G06F12/0871 »  CPC further

Accessing, addressing or allocating within memory systems or architectures; Addressing or allocation; Relocation in hierarchically structured memory systems, e.g. virtual memory systems; Addressing of a memory level in which the access to the desired data or data block requires associative addressing means, e.g. caches for peripheral storage systems, e.g. disk cache Allocation or management of cache space

Description

BACKGROUND

Field

Aspects of the present disclosure relate to computing devices, and more specifically to a power-aware cache replacement policy.

Background

Mobile or portable computing devices include mobile phones, laptop, palmtop and tablet computers, portable digital assistants (PDAs), portable game consoles, and other portable electronic devices. Mobile computing devices are comprised of many electrical components that consume power and generate heat. The components (or compute devices) may include system-on-a-chip (SoC) devices, graphics processing unit (GPU) devices, neural processing unit (NPU) devices, digital signal processors (DSPs), and modems, among others.

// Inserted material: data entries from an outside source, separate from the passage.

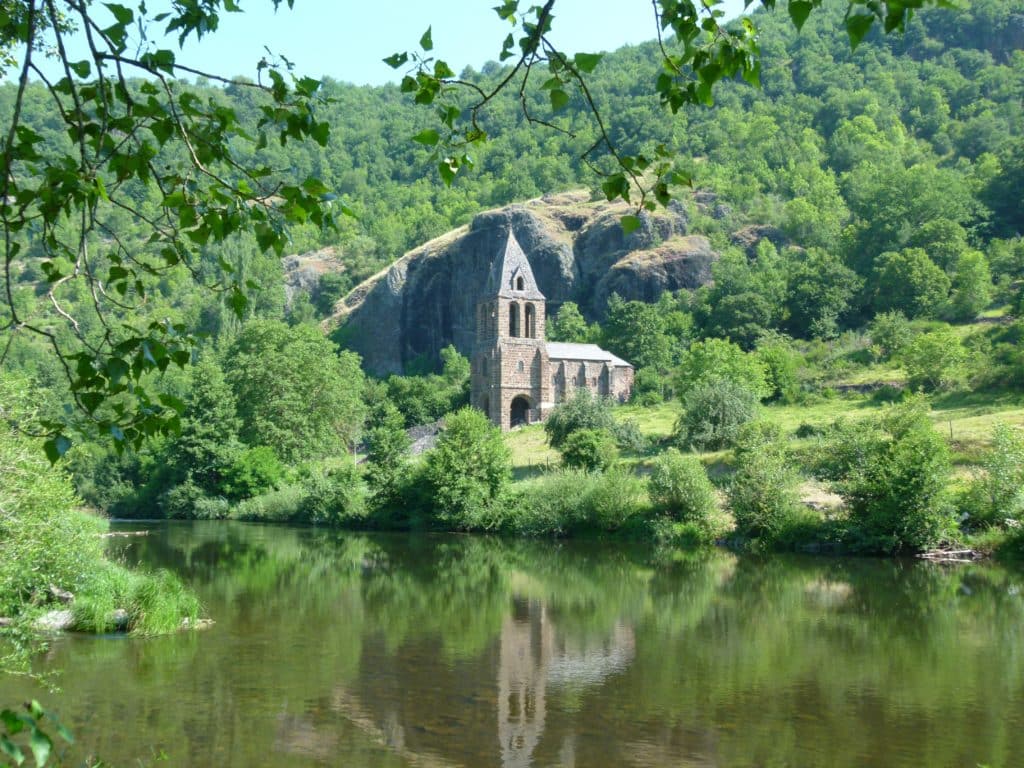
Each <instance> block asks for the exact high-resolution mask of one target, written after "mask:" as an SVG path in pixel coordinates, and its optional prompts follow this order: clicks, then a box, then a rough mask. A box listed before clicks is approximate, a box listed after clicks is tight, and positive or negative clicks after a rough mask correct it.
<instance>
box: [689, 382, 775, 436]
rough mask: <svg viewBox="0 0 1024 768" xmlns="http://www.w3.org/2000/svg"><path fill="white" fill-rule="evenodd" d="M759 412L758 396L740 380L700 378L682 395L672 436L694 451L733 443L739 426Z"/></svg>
mask: <svg viewBox="0 0 1024 768" xmlns="http://www.w3.org/2000/svg"><path fill="white" fill-rule="evenodd" d="M757 412H758V396H757V394H756V393H755V392H754V391H753V390H752V389H750V387H748V386H745V385H744V384H743V383H742V382H739V381H735V380H733V379H726V378H724V377H712V378H709V379H703V380H701V381H700V382H699V383H698V384H697V385H696V386H694V387H692V388H691V389H689V390H688V391H687V392H686V394H684V395H683V413H682V414H681V415H680V417H679V419H678V420H677V421H676V428H675V433H674V435H673V438H674V439H675V441H676V442H677V443H678V444H680V445H684V446H688V447H692V449H695V450H697V451H720V450H722V449H724V447H729V446H730V445H732V444H733V442H734V441H735V439H736V436H737V435H738V434H739V430H740V428H741V427H742V426H743V425H744V424H748V423H749V422H751V421H753V419H754V418H755V417H756V416H757Z"/></svg>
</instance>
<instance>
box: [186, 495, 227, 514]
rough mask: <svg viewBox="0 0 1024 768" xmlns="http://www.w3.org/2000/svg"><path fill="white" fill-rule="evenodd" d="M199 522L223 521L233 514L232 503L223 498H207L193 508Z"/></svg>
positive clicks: (195, 502)
mask: <svg viewBox="0 0 1024 768" xmlns="http://www.w3.org/2000/svg"><path fill="white" fill-rule="evenodd" d="M193 512H194V516H195V518H196V519H197V520H223V519H226V518H227V517H229V516H230V514H231V503H230V502H229V501H227V499H225V498H224V497H222V496H205V497H203V498H201V499H197V500H196V502H195V505H194V506H193Z"/></svg>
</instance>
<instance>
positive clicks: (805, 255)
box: [785, 248, 863, 339]
mask: <svg viewBox="0 0 1024 768" xmlns="http://www.w3.org/2000/svg"><path fill="white" fill-rule="evenodd" d="M786 255H787V258H786V271H787V273H788V281H787V285H786V295H785V308H786V312H787V314H788V317H787V318H786V321H785V328H786V329H788V331H790V332H791V333H793V334H795V335H797V336H799V337H801V338H816V339H830V338H833V337H834V336H835V335H836V334H837V332H838V330H839V326H840V323H841V321H842V319H843V317H844V316H845V315H846V313H847V310H848V309H849V308H850V302H851V301H852V300H853V298H854V296H856V295H857V293H858V291H859V290H860V287H861V285H862V283H863V282H862V281H861V280H860V279H859V278H858V276H857V274H856V272H854V271H853V270H852V269H850V268H849V267H847V266H846V265H845V264H844V263H843V262H842V260H841V259H840V258H839V257H838V256H836V255H834V254H831V253H829V252H827V251H823V250H820V249H817V248H811V249H809V250H808V251H806V252H800V251H796V250H791V251H788V252H787V254H786Z"/></svg>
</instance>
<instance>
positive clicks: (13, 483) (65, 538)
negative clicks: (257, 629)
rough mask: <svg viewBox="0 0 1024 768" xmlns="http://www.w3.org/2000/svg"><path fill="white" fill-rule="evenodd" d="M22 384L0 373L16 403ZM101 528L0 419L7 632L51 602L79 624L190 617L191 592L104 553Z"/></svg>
mask: <svg viewBox="0 0 1024 768" xmlns="http://www.w3.org/2000/svg"><path fill="white" fill-rule="evenodd" d="M25 391H27V390H26V389H24V388H18V387H16V386H6V387H5V386H4V382H2V381H0V394H2V395H3V396H4V397H3V400H2V401H3V402H4V403H5V404H7V403H14V404H15V406H16V404H17V402H18V397H19V396H22V395H19V392H25ZM106 528H108V522H106V520H105V519H103V518H101V517H98V516H96V515H93V514H91V513H89V512H87V511H85V510H83V509H82V508H81V503H80V501H79V499H78V498H77V496H76V495H75V492H74V489H73V487H72V484H71V480H70V479H69V477H68V476H67V474H65V472H63V471H62V470H61V469H60V468H59V467H51V466H50V465H49V463H48V462H47V461H46V459H45V458H44V456H43V451H42V449H41V446H40V445H39V443H38V441H36V440H34V439H31V438H28V437H26V436H24V435H23V434H22V433H19V432H17V431H15V430H14V429H13V428H12V427H10V426H9V424H8V423H7V422H0V616H3V617H5V618H8V620H12V624H13V627H8V628H7V631H8V634H12V635H18V636H23V637H24V635H25V633H24V630H25V629H26V628H28V627H31V625H32V624H33V622H34V621H35V620H36V618H38V617H39V616H40V615H41V614H43V613H45V612H46V611H49V610H52V609H70V610H71V611H72V613H73V629H76V630H78V631H84V632H106V631H111V630H113V629H115V628H118V629H127V630H128V631H131V632H134V633H138V634H160V633H166V632H171V631H175V630H178V629H179V628H180V627H181V623H182V620H183V618H189V620H191V621H195V620H196V618H198V616H199V613H200V605H199V601H198V599H197V598H196V596H195V595H194V594H193V593H190V592H189V591H188V590H187V589H185V588H184V586H183V585H182V584H181V583H180V581H179V580H178V579H177V578H175V577H174V575H173V574H171V573H169V572H164V571H161V572H156V573H148V572H141V571H137V570H132V569H130V568H128V567H126V566H124V565H123V564H121V563H117V562H114V561H112V560H111V559H110V558H108V557H106V555H105V552H104V544H103V540H102V538H101V534H102V532H104V531H105V530H106ZM116 610H123V611H125V613H124V614H122V615H121V616H117V615H116V614H115V611H116Z"/></svg>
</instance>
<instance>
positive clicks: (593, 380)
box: [470, 230, 633, 430]
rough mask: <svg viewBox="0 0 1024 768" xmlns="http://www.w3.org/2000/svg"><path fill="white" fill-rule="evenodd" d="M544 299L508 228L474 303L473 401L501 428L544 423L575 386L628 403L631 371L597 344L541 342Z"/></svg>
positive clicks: (524, 256) (516, 241)
mask: <svg viewBox="0 0 1024 768" xmlns="http://www.w3.org/2000/svg"><path fill="white" fill-rule="evenodd" d="M545 314H546V312H545V298H544V294H542V293H541V290H540V289H539V288H538V287H537V281H536V280H535V279H534V271H532V270H531V269H530V268H529V261H528V260H527V259H526V254H525V253H523V251H522V248H521V247H520V246H519V243H518V242H517V241H516V239H515V236H514V234H513V233H512V231H511V230H509V237H508V241H507V242H506V244H505V249H504V251H503V252H502V253H500V254H498V258H497V259H496V260H495V262H494V264H493V265H492V268H490V274H489V275H488V278H487V284H486V288H485V289H484V292H483V296H482V297H481V298H480V300H479V301H478V302H477V304H476V343H475V345H474V348H473V357H472V361H471V366H472V373H471V390H472V391H471V395H470V396H471V402H472V404H473V406H474V407H475V408H478V409H480V410H481V411H483V413H485V414H486V415H487V417H488V418H489V419H490V421H492V422H493V423H494V424H496V425H497V426H500V427H501V428H502V429H503V430H507V429H511V428H512V427H516V426H519V425H522V424H531V423H534V422H539V421H544V420H545V419H546V418H547V417H548V414H549V413H550V412H551V409H553V408H554V407H555V406H556V404H557V403H559V402H561V401H562V400H564V399H565V398H566V396H571V394H572V392H573V391H574V390H575V389H579V388H586V389H589V390H590V391H591V392H592V393H594V394H595V395H599V396H602V397H614V398H615V399H617V400H620V401H625V400H627V399H628V398H629V396H630V392H631V391H632V389H633V366H631V365H630V364H629V362H627V361H626V360H624V359H621V358H618V357H616V356H615V355H613V354H612V353H611V352H607V351H605V350H603V349H601V348H600V347H599V346H597V345H596V344H565V343H560V342H550V341H545V340H544V326H545Z"/></svg>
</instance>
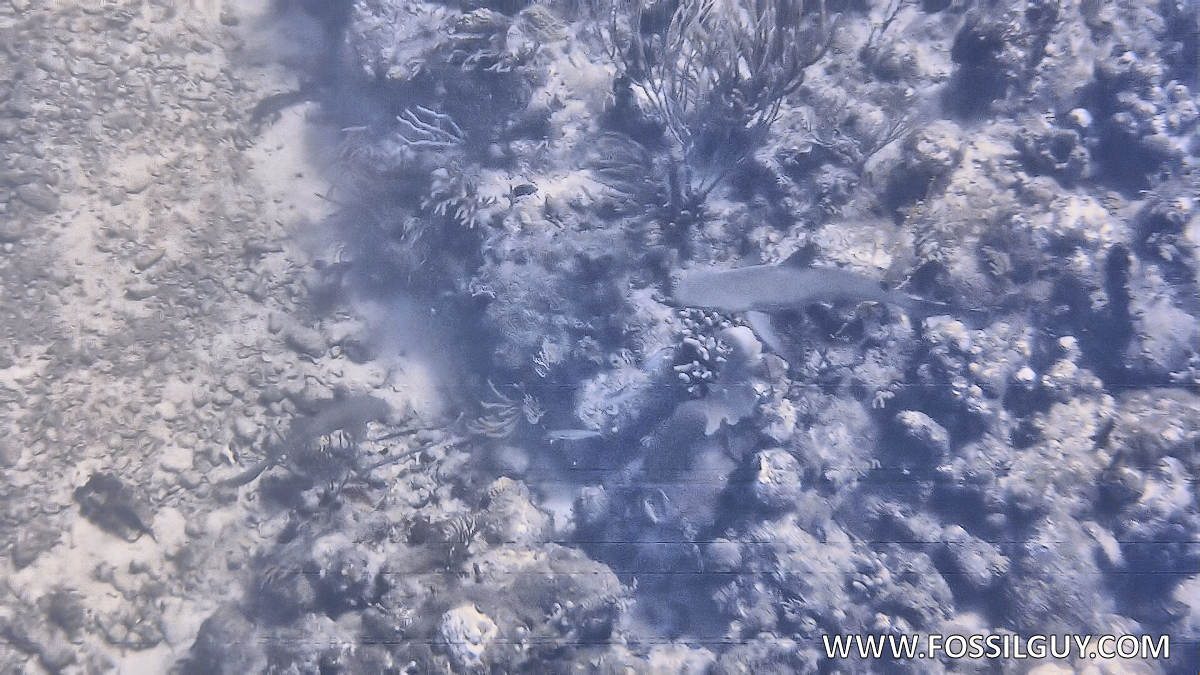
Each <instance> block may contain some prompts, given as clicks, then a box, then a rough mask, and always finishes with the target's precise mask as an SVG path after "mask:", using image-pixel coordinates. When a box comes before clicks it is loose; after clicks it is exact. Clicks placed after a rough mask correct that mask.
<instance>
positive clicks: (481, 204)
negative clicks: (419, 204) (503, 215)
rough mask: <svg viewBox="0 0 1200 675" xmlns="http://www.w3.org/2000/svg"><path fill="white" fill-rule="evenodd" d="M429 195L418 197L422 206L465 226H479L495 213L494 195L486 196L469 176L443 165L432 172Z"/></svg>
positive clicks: (487, 222) (489, 218) (422, 206)
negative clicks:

Cache memories may be employed to boost the performance of computing devices by reducing access time to certain data relative to storing the data in slower storage, such as main memory. Large cache memories (e.g., 20 megabytes (MB) or 40 MB) may be employed in various applications to meet power targets for mobile computing devices, which may have limited power and computing resources. However, as the size of the cache memories increase, the memory leakage power may increase, resulting in a significant portion of power being consumed in operating the cache memories. As such, using cache memory in such resource limited compute devices may be challenging.

SUMMARY

Various aspects of the present disclosure are directed to an apparatus. The apparatus has at least one memory and a memory management unit coupled to the at least one memory. The memory management unit is configured to receive a request associated with a data transaction directed to a cache memory of the at least one memory. The memory management unit is also configured to determine that a cache miss has occurred based on the data transaction. The memory management unit is further configured to allocate a portion of the cache memory for replacement in accordance with the data transaction based on a power state of the portion of the cache memory.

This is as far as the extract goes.